According to the offering page, CrowdToLive’s initial funding target of £400,000 has already been surpassed and is now in overfunding mode, having raised £467,000 from 100 investors.
CrowdToLive is selling equity at a pre-money valuation of £14.8 million. The offering is using the Seedrs nominee structure, EIS qualified as well approved for secondary trading on the Seedrs Market.
Regulated by the UK Financial Conduct Authority, CrowdToLive aims to make it easier for homebuyers to purchase their homes. The platform is a “rent-to-own” marketplace where the “champion” lives in the house and pays the rent while the investors receive the rent.
One example of an offering listed on the platform indicates an estimated annual return for investors of 9.7%, including a 6% annual rental yield.

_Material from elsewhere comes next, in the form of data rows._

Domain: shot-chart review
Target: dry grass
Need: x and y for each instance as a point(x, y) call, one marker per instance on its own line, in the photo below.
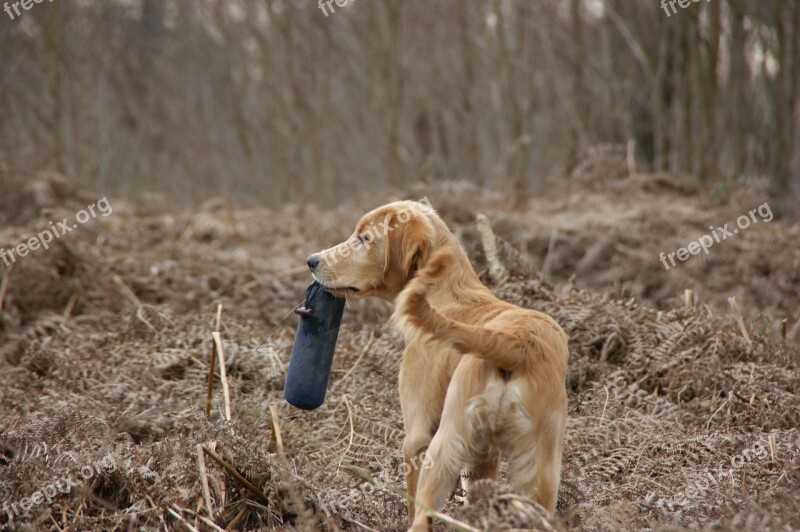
point(670, 406)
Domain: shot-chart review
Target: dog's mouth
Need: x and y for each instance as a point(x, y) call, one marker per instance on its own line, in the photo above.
point(339, 291)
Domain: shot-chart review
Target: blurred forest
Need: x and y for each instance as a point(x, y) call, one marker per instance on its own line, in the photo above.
point(273, 100)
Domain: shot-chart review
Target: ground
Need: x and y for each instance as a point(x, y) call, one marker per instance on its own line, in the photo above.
point(684, 412)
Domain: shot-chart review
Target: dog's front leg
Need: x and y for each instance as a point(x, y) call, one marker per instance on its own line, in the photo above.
point(414, 446)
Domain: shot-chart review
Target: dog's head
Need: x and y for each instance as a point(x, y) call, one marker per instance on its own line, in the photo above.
point(388, 246)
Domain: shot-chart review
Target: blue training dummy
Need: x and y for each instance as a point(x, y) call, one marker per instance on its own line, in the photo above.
point(314, 344)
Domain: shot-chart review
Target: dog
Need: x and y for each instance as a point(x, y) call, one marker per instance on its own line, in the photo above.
point(479, 377)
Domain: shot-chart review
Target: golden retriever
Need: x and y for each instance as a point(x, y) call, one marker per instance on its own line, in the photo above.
point(479, 377)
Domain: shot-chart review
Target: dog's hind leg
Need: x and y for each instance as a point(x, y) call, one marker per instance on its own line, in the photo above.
point(534, 453)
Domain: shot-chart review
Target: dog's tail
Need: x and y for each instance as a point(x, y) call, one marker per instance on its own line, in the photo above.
point(501, 349)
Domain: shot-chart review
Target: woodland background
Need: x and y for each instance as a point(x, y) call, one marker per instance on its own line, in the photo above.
point(270, 100)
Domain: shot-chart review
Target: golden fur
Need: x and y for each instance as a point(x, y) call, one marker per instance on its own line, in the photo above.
point(480, 377)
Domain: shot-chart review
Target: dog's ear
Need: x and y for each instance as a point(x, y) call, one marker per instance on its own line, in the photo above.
point(407, 247)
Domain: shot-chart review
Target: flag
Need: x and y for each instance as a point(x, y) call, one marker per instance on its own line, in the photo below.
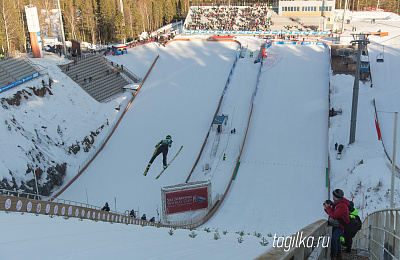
point(378, 130)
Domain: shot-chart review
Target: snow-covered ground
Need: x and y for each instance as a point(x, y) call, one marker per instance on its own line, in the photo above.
point(280, 184)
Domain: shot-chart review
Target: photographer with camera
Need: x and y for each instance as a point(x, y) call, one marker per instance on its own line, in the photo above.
point(338, 209)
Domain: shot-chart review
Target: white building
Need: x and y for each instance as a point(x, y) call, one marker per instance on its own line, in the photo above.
point(296, 8)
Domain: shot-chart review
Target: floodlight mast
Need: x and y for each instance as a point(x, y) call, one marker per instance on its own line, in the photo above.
point(362, 43)
point(62, 29)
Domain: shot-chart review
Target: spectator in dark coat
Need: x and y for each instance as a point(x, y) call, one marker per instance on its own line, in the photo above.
point(337, 209)
point(106, 207)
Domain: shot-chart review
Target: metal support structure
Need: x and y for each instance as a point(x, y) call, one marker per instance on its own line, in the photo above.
point(34, 174)
point(344, 11)
point(362, 43)
point(396, 114)
point(62, 29)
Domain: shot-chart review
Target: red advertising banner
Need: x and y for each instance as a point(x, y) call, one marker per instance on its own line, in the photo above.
point(186, 200)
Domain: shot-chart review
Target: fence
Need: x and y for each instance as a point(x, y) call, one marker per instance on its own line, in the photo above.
point(14, 201)
point(380, 235)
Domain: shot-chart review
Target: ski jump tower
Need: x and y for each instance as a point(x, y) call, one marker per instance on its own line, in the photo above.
point(34, 30)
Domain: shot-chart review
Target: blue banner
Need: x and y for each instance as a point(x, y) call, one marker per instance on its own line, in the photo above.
point(18, 82)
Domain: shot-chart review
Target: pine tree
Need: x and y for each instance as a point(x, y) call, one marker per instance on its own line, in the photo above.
point(11, 27)
point(120, 27)
point(107, 13)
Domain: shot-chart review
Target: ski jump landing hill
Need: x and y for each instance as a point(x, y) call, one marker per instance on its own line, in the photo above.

There is also secondary trading for investors interested in selling their ownership in backed homes.
CrowdToLive effectively competes with banks or other mortgage providers that require borrowers to surpass a high bar to be able to get a loan. CrowdToLive states that it is “committed to helping home buyers move into their dream homes debt-free and allowing investors to generate stable income without the stress involved in tenancy management.”
CrowdToLive generates its revenue by charging a 3% upfront fee on each transaction as well as 2% on the rent charged each month. There is also an exit fee of 1% paid by the homebuyer every time their ownership increases.
The securities offering is live for the next four weeks.